I was not able to partake of the sacrament this Sunday, because we had Stake Conference. The nine wards in our stake met in meetings on Saturday and Sunday to hear from local leaders. My spirit was enlightened even more through the talk of our stake president, President Stephen B. Packer. He spoke on Saturday night about altars. Altars were used for blood sacrifices of animals from the time of Adam to the death of Jesus Christ as a symbol of the sacrifice of Jesus Christ. I knew this and I also knew that we now offer a broken heart and a contrite spirit instead of animal sacrifice, and I knew that the sacrament was a symbol of Christ’s sacrifice, the bread for his body and the water for his blood. The deeper understanding came when President Packer reminded us that during this past year when we could not attend church because of the COVID-19 pandemic, we were authorized to have the sacrament in our homes. I remember the first time we had the sacrament in our home after a few weeks of not partaking of the sacrament. At the time we had five young adults plus me, my husband, and my youngest son in our home. Four were men who hold the priesthood and were able to prepare, bless, and pass the sacrament to all of us. I cleaned off our granite countertop in the middle of our kitchen and found two silver serving trays and a white table cloth. My husband and my son, who had recently been ordained to the office of a teacher, spread the white table cloth and prepared bread and water. Then my son-in-law and nephew-in-law broke the bread and blessed the sacrament. I felt so much gratitude for the ordinance of the sacrament, and that I was able to partake of the sacrament in my home. President Packer reminded us that we had prepared an altar within our own homes and that we offer a real personal sacrifice. During the sacrament we put the animal in us on the altar and let it be consumed. Then President Packer asked us to consider what is most sacred to us and what we need to sacrifice.

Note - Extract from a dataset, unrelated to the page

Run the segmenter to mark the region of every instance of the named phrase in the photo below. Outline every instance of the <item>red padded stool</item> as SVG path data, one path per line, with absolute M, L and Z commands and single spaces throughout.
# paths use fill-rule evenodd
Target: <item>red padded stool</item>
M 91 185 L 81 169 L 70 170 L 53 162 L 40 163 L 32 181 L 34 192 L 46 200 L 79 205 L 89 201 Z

Today I was taught even more about sacrifice. During our morning session of Stake Conference, Elder Kenneth J. Firmage, a member of the Seventy, asked us to consider what we would sacrifice to be endowed with power. He asked us to plead with the Lord in prayer about how we spend our time, and then to invest in our future and that of our family by sacrificing to attend the temple. He promised that the Lord would bring the miracles we need to receive as we sacrifice.

I have some pondering and pleading to do to figure out what the Lord will accept as an offering in righteousness from me. I am grateful that I was prepared with a question to receive greater light and knowledge this week about the sacrament and sacrifice. I know that by keeping my covenants, I am given the opportunities the Lord knows I need to grow and increase.